Mean norepinephrine (NE) and NE plus Ketorolac tromethamine (KETO) dose-response curves with no data manipulation (A; analysis method 1), after constraining the Hill slope (B; analysis method 1 with fixed slope), and after normalizing and constraining the top and bottom of the curve (C; analysis method 2). Ketorolac shifts the ED₅₀ to the left with all analyses (A–C), indicating enhanced cutaneous adrenergic responsiveness with prostaglandin inhibition. Goodness of fit for curve fitting was unaffected by constraining the Hill slope (slope = 1) for NE alone (r² = 0.60 and 0.63, unconstrained and constrained, respectively) or NE + KETO (r² = 0.74 and 0.76, unconstrained and constrained, respectively).
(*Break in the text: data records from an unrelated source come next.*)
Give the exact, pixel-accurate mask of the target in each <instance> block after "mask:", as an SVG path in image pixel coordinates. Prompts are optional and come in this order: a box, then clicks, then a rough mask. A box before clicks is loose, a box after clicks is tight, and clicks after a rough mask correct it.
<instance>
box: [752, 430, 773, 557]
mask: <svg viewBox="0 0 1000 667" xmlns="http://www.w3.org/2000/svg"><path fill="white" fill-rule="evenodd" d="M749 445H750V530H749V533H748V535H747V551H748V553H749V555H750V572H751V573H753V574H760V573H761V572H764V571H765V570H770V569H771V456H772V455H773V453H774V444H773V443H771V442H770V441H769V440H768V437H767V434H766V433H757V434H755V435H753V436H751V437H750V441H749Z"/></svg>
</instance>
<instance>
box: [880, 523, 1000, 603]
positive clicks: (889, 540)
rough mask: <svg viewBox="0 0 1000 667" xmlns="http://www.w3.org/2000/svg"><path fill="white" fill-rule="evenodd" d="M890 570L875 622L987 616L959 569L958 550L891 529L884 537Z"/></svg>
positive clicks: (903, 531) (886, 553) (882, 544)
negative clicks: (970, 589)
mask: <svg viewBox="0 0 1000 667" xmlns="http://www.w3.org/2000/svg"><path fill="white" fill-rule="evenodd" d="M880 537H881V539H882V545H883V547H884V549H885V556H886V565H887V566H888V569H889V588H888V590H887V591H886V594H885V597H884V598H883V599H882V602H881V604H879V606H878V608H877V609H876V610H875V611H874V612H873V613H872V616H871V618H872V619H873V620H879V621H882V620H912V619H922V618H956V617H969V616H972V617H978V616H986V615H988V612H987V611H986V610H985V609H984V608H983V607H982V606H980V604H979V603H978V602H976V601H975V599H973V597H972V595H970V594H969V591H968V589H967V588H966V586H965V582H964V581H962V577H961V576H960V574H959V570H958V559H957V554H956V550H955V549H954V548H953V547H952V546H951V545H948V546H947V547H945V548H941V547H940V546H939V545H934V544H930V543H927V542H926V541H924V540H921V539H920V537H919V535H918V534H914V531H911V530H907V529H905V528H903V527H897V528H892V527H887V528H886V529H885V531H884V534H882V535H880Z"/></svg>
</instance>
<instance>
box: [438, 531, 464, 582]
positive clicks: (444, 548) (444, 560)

Parameters of the model curves are listed in Tables 1–3. P < 0.05.

Fig. 2.

Mean NE and NE plus N^G-monomethyl-l-arginine (l-NMMA) dose-response curves with no data manipulation (A; analysis method 1), after constraining the Hill slope (B; analysis method 1 with fixed slope), and after normalizing and constraining the top and bottom of the curve (C; analysis method 2). No statistical effect of l-NMMA was detected using any analyses. Parameters of the model curves are listed in Tables 1–3.

Fig. 3.

Mean skin blood flow response expressed as a percent change from baseline cutaneous vascular conductance (%ΔCVC) during infusions of NE, NE + l-NMMA, and NE + KETO. All infusions resulted in a significant decrease in %ΔCVC (*P < 0.05 compared with baseline), with no differences in maximal vasoconstrictor capacity (at 1 × 10⁻³: NE −70.1 ± 8.1, NE + l-NMMA −62.9 ± 7.2, NE + KETO −68.7 ± 5.4%ΔCVC_BL). Co-infusions of l-NMMA (A) or KETO (B) did not alter %ΔCVC compared with NE alone, although the KETO intervention resulted in a trend toward a greater adrenergic response (P = 0.08).